# hogna carolinensis



## cjm1991 (Oct 11, 2008)

Well I got what I was waiting for   I already got tagged but it was completely my fault. But check em out, very aggressive little demons. 










enclosure for one of them


----------



## ErikWestblom (Oct 11, 2008)

Awesome! But imo you should have a bit deeper substrate, so it can burrow.


----------



## cjm1991 (Oct 11, 2008)

Ill add some to it when I get more. One of them is chilling in a large cup with sub. in the bottom. Im going to the local pet store and buying more peat moss tomorrow though.


----------



## crpy (Oct 11, 2008)

they are one of my favs


----------



## lhystrix (Oct 11, 2008)

Do they all look like this one, because this spider is not carolinensis.
It is H. lenta or related species.


----------



## crpy (Oct 11, 2008)

jeff h said:


> Do they all look like this one, because this spider is not carolinensis.
> It is H. lenta or related species.


Imo every time you disagree with what kind of spider it may be without giving an explanation why you dont believe it. So as a favor, can you elaborate on why you dont believe it is not a carolina wolf.
Is it the ocular pattern
Is it because you cant see banding, not all have banding=I have caught huge H. carolinesis in Tex. they were the spp. there was no other gigantic Hogna there that big, I've caught hundreds. In Fl as well, lenta is smaller and way lighter colored than carolinensis, HC get huge and dull gray here as well as med grey. There are no other huge Hogna around here other than georgicola, and they are dark brown.

heck its not the fact it could be another spp.  rather you in the habit of just tapping a thread and saying "no its not" without cognitive explanation.


The same thing with Philodromidae, you said its Pisaurina mira, ok,why, Im honestly curious what it may be, to me I saw no striping, ocular pattern, abdoman, what. You see there will be no validity to your ID of the spiders, if your willing to discuss it on a DISCUSSION FORUM.


----------



## Hamburglar (Oct 11, 2008)

Very nice....  I have plenty of wolfs around here.  I saw one a few years back that was nearly as big as my hand.  Wish I kept it..  anyway...  cant you find peat moss cheaper at a hardware store?  I get a huge cube of it for 6 bucks...


----------



## lhystrix (Oct 12, 2008)

crpy said:


> Imo every time you disagree with what kind of spider it may be without giving an explanation why you dont believe it.
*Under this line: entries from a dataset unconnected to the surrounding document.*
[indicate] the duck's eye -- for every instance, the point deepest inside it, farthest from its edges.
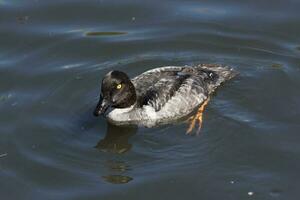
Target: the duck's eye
(119, 86)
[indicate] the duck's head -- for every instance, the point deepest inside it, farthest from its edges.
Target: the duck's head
(117, 91)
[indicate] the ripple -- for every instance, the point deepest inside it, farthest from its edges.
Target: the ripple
(99, 33)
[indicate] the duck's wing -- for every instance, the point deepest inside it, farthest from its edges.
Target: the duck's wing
(156, 87)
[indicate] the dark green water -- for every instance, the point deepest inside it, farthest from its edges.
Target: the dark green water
(53, 55)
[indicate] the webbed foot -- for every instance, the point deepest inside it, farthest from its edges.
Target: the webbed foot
(197, 118)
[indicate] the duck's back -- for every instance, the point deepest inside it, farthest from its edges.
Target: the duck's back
(172, 92)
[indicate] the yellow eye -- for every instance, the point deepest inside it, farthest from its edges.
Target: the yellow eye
(119, 86)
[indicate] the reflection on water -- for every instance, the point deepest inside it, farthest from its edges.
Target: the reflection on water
(104, 33)
(53, 55)
(116, 141)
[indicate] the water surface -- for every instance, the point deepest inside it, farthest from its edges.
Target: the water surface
(53, 55)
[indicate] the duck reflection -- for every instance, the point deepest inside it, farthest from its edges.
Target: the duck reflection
(116, 141)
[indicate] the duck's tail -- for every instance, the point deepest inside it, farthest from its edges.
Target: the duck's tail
(223, 73)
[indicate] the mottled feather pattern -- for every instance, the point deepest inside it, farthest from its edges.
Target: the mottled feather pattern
(170, 93)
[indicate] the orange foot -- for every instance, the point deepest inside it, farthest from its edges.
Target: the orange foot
(198, 117)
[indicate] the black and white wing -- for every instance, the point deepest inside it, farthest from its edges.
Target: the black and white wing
(156, 87)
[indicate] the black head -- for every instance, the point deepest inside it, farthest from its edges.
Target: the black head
(117, 91)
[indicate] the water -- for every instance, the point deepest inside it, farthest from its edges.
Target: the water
(53, 55)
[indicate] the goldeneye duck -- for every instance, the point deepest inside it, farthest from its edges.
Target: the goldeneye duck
(160, 95)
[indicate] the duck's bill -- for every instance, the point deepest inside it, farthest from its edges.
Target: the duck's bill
(101, 107)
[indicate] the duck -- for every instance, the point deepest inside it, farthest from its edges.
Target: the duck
(161, 95)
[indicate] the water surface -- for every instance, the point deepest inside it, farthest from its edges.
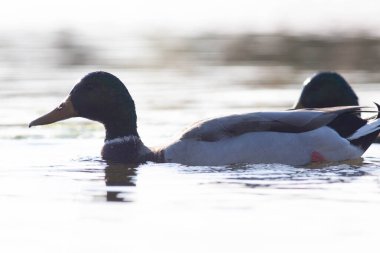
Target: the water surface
(58, 195)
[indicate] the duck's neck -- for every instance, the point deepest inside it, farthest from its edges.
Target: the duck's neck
(120, 128)
(130, 149)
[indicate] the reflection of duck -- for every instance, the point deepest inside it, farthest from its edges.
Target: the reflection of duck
(292, 137)
(326, 89)
(119, 175)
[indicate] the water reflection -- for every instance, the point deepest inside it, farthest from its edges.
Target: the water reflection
(119, 178)
(277, 176)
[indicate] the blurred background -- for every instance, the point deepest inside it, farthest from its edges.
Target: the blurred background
(235, 50)
(182, 61)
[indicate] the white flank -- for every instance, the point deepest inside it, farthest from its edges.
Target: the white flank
(365, 130)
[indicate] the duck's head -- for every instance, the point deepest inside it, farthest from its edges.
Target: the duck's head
(326, 89)
(102, 97)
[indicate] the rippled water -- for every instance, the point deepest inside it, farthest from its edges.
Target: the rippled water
(57, 195)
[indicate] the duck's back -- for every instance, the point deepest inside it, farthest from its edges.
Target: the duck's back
(264, 147)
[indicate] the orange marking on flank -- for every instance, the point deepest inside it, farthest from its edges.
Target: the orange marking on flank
(317, 157)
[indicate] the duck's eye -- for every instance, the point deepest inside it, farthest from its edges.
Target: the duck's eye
(61, 106)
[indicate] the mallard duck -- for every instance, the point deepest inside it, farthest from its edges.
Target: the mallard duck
(295, 137)
(326, 89)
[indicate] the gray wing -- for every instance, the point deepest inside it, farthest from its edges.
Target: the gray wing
(295, 121)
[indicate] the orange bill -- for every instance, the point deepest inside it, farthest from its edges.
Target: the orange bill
(63, 111)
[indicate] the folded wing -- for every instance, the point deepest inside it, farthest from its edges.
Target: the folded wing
(294, 121)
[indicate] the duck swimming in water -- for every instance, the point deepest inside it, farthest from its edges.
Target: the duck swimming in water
(294, 137)
(326, 89)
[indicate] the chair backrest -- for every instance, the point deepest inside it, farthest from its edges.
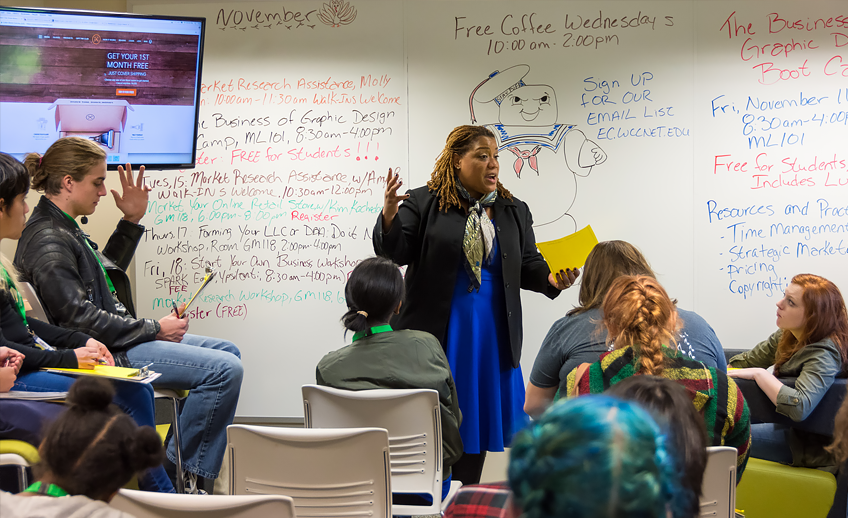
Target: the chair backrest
(718, 491)
(143, 504)
(338, 472)
(28, 292)
(413, 421)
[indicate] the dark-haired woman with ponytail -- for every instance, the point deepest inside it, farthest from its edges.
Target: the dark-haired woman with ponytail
(380, 357)
(43, 345)
(641, 322)
(87, 454)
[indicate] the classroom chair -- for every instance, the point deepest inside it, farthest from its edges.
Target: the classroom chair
(339, 472)
(414, 423)
(142, 504)
(718, 490)
(21, 454)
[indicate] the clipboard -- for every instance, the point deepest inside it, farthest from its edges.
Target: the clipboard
(210, 274)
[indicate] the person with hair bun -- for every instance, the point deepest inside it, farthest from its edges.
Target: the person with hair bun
(87, 454)
(380, 357)
(84, 289)
(592, 457)
(38, 345)
(811, 344)
(470, 250)
(641, 321)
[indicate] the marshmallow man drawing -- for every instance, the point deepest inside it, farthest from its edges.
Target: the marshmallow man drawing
(530, 142)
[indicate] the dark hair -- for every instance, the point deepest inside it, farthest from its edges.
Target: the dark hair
(14, 179)
(443, 179)
(74, 156)
(672, 409)
(375, 287)
(94, 449)
(592, 457)
(825, 316)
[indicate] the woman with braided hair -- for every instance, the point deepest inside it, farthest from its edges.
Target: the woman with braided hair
(641, 322)
(470, 248)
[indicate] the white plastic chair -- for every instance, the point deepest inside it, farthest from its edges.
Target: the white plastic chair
(328, 473)
(718, 491)
(414, 423)
(142, 504)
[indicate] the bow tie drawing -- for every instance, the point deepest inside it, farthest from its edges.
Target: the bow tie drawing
(521, 156)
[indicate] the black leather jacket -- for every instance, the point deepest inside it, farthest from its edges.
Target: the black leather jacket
(53, 257)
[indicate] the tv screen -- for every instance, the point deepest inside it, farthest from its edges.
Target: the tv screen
(129, 82)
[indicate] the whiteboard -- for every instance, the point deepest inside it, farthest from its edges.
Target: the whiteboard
(701, 109)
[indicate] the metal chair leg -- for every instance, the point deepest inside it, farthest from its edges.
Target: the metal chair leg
(178, 447)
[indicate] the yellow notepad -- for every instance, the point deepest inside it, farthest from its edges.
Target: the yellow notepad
(570, 251)
(103, 370)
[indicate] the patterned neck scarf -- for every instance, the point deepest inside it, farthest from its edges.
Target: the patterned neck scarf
(479, 233)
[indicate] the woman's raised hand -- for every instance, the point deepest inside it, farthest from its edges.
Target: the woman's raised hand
(391, 199)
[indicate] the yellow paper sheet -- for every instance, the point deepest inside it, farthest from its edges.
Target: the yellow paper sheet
(570, 251)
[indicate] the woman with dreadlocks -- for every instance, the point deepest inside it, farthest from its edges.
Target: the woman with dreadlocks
(470, 247)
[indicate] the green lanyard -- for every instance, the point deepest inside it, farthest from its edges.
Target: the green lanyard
(373, 331)
(105, 274)
(50, 490)
(19, 300)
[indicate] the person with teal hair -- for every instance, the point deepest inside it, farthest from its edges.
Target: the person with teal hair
(593, 456)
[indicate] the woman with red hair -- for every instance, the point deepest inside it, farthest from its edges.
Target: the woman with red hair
(810, 344)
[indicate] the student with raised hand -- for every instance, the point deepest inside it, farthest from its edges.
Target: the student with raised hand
(580, 337)
(87, 454)
(74, 349)
(379, 357)
(70, 276)
(686, 435)
(811, 343)
(641, 322)
(592, 457)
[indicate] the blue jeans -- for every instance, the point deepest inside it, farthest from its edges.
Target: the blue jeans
(770, 441)
(211, 369)
(135, 399)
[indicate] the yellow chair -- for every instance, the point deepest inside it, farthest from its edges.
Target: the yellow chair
(21, 454)
(772, 490)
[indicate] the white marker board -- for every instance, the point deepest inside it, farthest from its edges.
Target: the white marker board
(723, 125)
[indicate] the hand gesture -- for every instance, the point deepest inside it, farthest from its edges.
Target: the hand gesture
(87, 356)
(172, 328)
(564, 278)
(104, 353)
(133, 200)
(11, 358)
(391, 199)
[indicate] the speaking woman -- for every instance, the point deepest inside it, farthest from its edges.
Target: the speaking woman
(470, 247)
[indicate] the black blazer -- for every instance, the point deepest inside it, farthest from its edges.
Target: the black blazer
(430, 242)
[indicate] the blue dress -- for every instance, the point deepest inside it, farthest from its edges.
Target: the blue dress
(489, 389)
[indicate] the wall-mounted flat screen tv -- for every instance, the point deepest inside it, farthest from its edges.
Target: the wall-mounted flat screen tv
(130, 83)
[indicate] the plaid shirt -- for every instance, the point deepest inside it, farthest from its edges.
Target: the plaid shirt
(482, 501)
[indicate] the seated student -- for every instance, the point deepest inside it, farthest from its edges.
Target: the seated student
(379, 357)
(811, 343)
(88, 453)
(839, 449)
(70, 277)
(578, 337)
(74, 348)
(686, 435)
(641, 322)
(593, 457)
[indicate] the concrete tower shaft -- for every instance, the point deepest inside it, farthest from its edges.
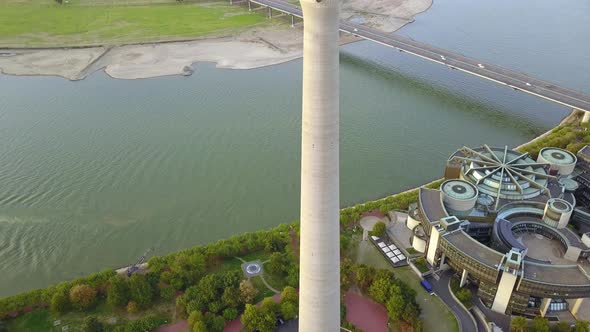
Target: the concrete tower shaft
(319, 303)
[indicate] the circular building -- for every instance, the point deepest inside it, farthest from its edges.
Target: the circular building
(560, 161)
(502, 173)
(557, 212)
(499, 221)
(459, 197)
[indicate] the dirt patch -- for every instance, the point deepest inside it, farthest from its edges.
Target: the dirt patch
(252, 48)
(365, 313)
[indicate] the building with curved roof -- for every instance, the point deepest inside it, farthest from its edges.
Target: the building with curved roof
(500, 220)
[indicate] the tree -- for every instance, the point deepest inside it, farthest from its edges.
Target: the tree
(277, 264)
(581, 326)
(395, 304)
(254, 319)
(140, 290)
(289, 310)
(379, 290)
(231, 297)
(214, 323)
(82, 296)
(92, 324)
(518, 324)
(60, 301)
(247, 291)
(230, 313)
(132, 307)
(167, 292)
(157, 264)
(270, 306)
(464, 295)
(199, 326)
(117, 292)
(541, 324)
(378, 229)
(289, 294)
(364, 276)
(194, 318)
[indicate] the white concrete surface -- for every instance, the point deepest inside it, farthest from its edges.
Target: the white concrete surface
(319, 282)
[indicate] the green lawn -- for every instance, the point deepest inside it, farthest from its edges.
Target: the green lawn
(435, 314)
(42, 320)
(30, 24)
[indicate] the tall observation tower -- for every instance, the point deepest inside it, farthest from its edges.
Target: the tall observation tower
(319, 303)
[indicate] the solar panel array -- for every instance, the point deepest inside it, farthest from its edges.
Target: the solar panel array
(391, 251)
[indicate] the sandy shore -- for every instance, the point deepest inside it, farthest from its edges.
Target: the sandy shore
(252, 48)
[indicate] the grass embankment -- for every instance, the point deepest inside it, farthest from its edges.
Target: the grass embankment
(84, 23)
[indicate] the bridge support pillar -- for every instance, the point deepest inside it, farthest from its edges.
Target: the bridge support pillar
(463, 278)
(545, 306)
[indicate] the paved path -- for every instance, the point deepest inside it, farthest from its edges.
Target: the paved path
(441, 288)
(510, 78)
(501, 320)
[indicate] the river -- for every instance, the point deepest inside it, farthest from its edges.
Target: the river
(94, 172)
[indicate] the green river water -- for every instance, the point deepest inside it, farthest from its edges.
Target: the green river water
(94, 172)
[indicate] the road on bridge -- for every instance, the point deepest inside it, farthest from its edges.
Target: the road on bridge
(513, 79)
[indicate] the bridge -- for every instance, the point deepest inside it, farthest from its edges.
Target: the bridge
(517, 81)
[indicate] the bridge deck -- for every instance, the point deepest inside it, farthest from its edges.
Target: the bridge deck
(513, 79)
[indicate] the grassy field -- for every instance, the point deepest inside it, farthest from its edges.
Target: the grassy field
(42, 320)
(44, 24)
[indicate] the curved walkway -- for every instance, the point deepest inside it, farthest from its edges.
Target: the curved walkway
(441, 288)
(267, 285)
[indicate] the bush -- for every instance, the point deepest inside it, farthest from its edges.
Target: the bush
(82, 297)
(420, 263)
(148, 323)
(464, 295)
(132, 307)
(230, 313)
(378, 230)
(92, 324)
(255, 319)
(247, 291)
(117, 292)
(140, 290)
(167, 293)
(60, 302)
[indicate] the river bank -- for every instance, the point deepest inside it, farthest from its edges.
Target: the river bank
(255, 47)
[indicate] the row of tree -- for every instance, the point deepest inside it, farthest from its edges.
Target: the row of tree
(540, 324)
(382, 285)
(264, 318)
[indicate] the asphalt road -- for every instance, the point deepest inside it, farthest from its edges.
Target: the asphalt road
(441, 289)
(513, 79)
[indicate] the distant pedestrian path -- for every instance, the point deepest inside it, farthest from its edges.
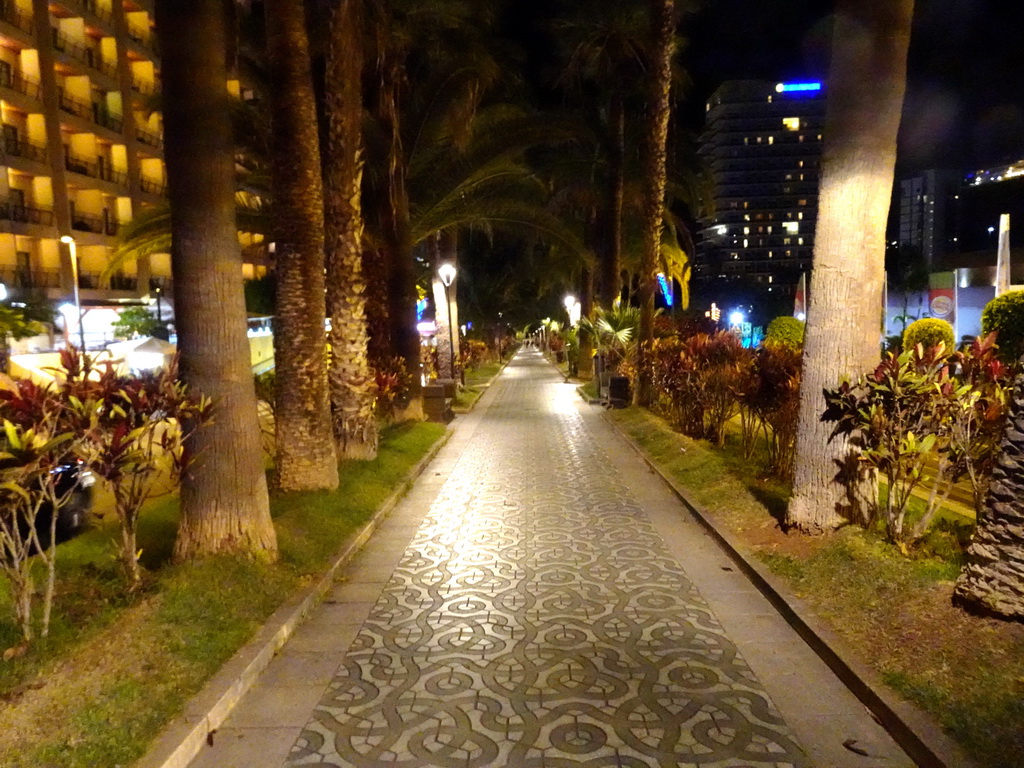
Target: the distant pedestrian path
(537, 619)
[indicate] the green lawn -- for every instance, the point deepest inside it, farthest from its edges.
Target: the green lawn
(116, 670)
(894, 612)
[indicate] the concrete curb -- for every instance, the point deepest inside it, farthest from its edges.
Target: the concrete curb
(181, 740)
(910, 727)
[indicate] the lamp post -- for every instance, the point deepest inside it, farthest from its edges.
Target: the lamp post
(73, 248)
(446, 272)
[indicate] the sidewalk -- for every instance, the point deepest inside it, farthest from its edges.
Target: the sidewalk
(541, 599)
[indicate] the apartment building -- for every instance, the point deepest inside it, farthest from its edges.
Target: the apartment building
(81, 150)
(762, 144)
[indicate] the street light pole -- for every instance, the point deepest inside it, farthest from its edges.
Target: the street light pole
(73, 248)
(446, 272)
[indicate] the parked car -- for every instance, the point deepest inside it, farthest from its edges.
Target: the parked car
(75, 483)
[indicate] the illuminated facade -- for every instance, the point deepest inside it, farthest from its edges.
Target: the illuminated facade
(82, 146)
(762, 143)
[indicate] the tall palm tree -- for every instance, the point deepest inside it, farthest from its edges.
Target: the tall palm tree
(992, 581)
(224, 503)
(305, 456)
(659, 107)
(352, 387)
(865, 96)
(607, 55)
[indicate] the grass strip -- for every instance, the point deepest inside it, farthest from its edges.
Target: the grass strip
(116, 671)
(895, 612)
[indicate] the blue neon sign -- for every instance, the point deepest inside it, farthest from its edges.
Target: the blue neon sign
(666, 289)
(798, 87)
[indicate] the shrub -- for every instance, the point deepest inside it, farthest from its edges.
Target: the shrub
(929, 332)
(1005, 316)
(785, 330)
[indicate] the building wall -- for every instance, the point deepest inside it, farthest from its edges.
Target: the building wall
(762, 144)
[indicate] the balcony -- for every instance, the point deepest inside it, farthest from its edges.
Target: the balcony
(27, 150)
(93, 112)
(94, 8)
(83, 54)
(153, 187)
(18, 82)
(77, 164)
(143, 36)
(10, 13)
(85, 222)
(144, 89)
(26, 214)
(16, 276)
(148, 138)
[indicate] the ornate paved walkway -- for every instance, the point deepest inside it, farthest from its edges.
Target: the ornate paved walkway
(539, 617)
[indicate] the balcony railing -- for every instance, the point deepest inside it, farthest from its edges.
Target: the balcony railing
(98, 170)
(96, 224)
(28, 150)
(26, 214)
(146, 89)
(153, 187)
(94, 112)
(10, 13)
(18, 82)
(143, 36)
(95, 9)
(16, 276)
(148, 137)
(83, 53)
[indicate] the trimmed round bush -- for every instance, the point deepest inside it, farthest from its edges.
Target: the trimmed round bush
(929, 332)
(1005, 315)
(785, 330)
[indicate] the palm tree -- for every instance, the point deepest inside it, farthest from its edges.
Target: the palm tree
(992, 581)
(305, 456)
(607, 56)
(865, 96)
(352, 386)
(659, 105)
(224, 503)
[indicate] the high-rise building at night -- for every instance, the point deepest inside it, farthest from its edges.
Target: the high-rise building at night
(928, 205)
(82, 148)
(762, 143)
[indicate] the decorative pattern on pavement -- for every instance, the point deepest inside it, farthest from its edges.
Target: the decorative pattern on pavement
(537, 620)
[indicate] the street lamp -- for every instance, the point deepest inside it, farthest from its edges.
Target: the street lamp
(446, 272)
(73, 248)
(572, 308)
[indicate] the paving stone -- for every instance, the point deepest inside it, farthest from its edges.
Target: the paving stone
(538, 617)
(245, 748)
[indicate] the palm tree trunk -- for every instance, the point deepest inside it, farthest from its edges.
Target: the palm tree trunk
(992, 581)
(398, 243)
(352, 385)
(611, 279)
(586, 364)
(664, 20)
(865, 97)
(224, 504)
(305, 456)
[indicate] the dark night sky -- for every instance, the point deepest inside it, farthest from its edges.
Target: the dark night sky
(965, 101)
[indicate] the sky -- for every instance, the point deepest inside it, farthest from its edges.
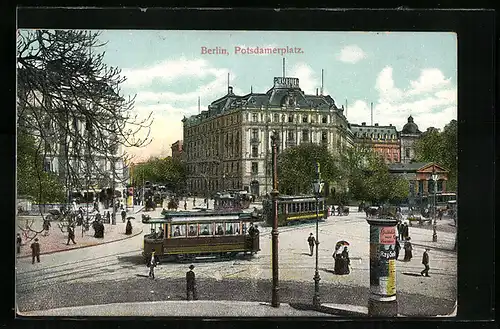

So as a favor, can you elaborate on why you dont believe it is not a carolina wolf.
> Is it the ocular pattern
> Is it because you cant see banding, not all have banding=I have caught huge H. carolinesis in Tex. they were the spp. there was no other gigantic Hogna there that big, I've caught hundreds. In Fl as well, lenta is smaller and way lighter colored than carolinensis, HC get huge and dull gray here as well as med grey. There are no other huge Hogna around here other than georgicola, and they are dark brown.
> 
> ...


You've collected hundreds of carolinensis, but you don't recognize an adult male when you see one in other post, and now here you can't recognize this is not carolinensis. There is nothing carolinensis about this spider. The ocular area is wrong, as well as carapace shape, coloration, and markings. Wow, you've collected carolinensis with no ventral leg markings? How come I've never read about it anywhere or seen pictures, because that is certainly a significant find, and it contradicts all published descriptions. In fact, the ventral leg markings are key to the species.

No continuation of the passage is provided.